Fin novembre 2025, Orano avait signalé qu'un stock de concentré d'uranium, autrefois détenu à hauteur de 63,4 % par le groupe français au sein de la Somaïr, se trouve désormais bloqué. Le président du conseil d'administration, Claude Imauven, a précisé devant le Sénat que « une partie du stock a été déplacée par la junte depuis Arlit jusqu'à Niamey », ajoutant qu'il n'avait pas davantage d'informations sur sa destination.
Cette affaire fait écho à la politique de souveraineté revendiquée par le régime militaire en place au Niger, qui a récemment pris ses distances avec la France au profit de rapprochements avec des puissances comme la Russie. En novembre 2025, l'État nigérien avait annoncé son intention de vendre cet uranium sur le marché international, après avoir nationalisé la Somaïr.
Quatre procédures d’arbitrage
Lors d’une visite récente à Niamey, le ministre russe de l'énergie a exprimé l'intention de son pays d'exploiter l'uranium nigérien.

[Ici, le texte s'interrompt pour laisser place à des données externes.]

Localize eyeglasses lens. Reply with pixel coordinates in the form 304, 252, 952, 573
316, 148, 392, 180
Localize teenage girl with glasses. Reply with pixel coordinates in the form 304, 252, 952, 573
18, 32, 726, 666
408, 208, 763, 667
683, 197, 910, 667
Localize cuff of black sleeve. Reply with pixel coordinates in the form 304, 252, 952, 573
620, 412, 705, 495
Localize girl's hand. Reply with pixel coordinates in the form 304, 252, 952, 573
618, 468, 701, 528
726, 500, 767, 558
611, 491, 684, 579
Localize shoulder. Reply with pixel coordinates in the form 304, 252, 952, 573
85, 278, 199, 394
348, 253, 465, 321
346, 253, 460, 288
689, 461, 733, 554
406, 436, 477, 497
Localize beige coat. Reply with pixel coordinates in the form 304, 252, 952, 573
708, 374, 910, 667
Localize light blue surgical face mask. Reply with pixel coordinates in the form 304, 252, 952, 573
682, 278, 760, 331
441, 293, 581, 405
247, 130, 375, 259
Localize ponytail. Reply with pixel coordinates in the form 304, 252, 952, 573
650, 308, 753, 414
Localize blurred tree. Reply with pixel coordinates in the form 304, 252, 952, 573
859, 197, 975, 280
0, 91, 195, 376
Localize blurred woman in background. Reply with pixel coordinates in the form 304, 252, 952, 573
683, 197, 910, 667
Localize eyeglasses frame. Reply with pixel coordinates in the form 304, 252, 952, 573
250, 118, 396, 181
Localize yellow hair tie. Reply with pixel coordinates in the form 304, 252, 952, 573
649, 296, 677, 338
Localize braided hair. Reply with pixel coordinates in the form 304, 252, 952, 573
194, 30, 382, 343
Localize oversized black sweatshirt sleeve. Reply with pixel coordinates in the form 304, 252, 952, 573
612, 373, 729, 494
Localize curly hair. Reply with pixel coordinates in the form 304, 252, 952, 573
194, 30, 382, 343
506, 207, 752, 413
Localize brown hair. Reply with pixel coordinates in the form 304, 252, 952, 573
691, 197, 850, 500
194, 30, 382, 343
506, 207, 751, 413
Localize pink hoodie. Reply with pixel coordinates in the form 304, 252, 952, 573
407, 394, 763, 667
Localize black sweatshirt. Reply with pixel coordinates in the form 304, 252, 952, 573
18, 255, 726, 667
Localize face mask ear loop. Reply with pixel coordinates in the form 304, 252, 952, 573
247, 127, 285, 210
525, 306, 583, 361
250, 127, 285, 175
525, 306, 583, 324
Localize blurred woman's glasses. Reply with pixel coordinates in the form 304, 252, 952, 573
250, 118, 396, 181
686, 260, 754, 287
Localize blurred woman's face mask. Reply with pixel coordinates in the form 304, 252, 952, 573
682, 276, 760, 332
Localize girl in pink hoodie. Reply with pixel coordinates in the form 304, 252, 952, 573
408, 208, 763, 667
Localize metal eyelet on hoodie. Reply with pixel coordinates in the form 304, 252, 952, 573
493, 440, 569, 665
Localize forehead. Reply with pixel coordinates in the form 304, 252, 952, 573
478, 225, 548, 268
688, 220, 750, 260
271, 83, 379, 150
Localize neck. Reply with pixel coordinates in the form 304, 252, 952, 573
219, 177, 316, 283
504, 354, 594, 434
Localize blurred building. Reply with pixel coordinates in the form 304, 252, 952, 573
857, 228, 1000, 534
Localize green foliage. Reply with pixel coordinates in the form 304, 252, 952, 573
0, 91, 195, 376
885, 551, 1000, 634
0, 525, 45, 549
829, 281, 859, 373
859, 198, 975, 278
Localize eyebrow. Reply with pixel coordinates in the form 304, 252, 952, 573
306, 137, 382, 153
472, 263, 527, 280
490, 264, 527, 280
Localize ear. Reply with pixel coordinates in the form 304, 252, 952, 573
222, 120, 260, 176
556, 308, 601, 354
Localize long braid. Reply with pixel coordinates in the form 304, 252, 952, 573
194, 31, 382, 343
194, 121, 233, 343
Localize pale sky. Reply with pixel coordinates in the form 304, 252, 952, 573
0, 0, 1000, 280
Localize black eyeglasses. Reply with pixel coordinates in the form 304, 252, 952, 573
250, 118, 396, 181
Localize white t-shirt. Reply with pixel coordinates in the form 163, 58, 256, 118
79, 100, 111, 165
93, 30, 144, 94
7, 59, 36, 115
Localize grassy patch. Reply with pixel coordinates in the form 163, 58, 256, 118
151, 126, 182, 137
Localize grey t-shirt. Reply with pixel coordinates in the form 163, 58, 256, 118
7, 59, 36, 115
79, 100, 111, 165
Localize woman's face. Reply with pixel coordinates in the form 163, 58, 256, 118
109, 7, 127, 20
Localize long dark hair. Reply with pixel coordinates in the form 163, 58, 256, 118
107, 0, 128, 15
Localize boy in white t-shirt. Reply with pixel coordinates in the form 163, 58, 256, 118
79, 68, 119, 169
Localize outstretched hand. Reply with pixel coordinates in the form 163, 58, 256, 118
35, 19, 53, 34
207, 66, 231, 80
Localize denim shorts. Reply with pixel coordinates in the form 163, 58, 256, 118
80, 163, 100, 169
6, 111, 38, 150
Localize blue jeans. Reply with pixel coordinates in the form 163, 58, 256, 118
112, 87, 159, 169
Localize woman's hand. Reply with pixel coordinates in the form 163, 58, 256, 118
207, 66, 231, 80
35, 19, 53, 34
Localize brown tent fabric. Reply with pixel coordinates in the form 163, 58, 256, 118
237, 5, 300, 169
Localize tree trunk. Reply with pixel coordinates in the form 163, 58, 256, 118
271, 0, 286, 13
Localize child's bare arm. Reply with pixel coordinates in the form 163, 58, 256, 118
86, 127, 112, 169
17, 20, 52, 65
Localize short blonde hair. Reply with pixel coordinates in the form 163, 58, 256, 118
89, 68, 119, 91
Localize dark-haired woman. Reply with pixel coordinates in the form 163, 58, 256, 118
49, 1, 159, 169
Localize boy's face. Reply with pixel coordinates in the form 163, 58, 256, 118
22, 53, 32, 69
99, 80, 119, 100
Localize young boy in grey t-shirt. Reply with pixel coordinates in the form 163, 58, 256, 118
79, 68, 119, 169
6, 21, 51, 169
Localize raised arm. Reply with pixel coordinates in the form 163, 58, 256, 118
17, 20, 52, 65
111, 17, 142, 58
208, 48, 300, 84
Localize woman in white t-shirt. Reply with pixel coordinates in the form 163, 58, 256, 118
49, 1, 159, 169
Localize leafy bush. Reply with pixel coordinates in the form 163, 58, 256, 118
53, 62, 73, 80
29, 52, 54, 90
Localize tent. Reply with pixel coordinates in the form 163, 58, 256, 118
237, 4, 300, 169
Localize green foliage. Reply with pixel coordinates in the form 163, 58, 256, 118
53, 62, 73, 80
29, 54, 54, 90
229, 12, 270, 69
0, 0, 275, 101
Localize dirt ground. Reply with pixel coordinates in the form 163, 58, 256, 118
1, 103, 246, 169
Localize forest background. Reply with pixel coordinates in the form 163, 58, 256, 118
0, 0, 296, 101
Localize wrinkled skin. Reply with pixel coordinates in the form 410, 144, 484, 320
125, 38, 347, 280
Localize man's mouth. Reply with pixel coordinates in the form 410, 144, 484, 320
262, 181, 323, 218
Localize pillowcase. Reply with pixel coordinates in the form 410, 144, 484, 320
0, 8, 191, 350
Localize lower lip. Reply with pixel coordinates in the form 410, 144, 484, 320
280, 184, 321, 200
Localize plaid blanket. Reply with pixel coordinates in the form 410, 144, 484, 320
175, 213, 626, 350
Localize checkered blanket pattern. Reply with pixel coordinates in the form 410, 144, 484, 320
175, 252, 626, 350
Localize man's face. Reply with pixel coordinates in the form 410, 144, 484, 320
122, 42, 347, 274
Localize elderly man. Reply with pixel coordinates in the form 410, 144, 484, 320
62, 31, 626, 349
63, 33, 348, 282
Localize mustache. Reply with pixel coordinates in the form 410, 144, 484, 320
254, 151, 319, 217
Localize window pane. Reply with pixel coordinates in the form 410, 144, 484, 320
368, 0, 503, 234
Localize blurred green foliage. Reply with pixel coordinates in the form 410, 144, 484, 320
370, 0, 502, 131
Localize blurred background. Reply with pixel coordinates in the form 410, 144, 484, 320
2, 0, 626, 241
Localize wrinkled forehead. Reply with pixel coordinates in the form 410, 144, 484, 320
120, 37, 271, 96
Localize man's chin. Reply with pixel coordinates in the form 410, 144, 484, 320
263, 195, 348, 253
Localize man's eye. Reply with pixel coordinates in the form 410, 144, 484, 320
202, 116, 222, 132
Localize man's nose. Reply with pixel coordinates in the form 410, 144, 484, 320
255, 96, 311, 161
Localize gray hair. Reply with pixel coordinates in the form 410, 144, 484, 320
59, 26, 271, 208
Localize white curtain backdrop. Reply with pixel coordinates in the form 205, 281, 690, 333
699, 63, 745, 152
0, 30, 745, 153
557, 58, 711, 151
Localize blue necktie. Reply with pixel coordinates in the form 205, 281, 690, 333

Claude Imauven s'est montré ferme dans ses déclarations, affirmant : « Nous continuerons nos actions juridiques contre l'État nigérien, mais aussi contre toute entité essayant de s'emparer de ces ressources ».
Orano a engagé quatre procédures d'arbitrage pour défendre ses droits, dont l'une a été jugée en sa faveur, imposant à l'État nigérien de ne pas toucher aux stocks de la Somaïr. La valeur commerciale de ces réserves est estimée à 300 millions d'euros.
Des images satellites ont révélé l'arrivée de 34 camions à l'aéroport de Niamey entre le 3 et 5 décembre 2025. Bien que la connexion directe avec l'uranium nigérien reste incertaine, des journalistes du groupe Wamaps ont rapporté que ces camions pourraient bien être liés aux 1 000 tonnes d'uranium préalablement exportées depuis Arlit. La destination finale de cet envoi demeure secrète, tout comme les modalités de son transport.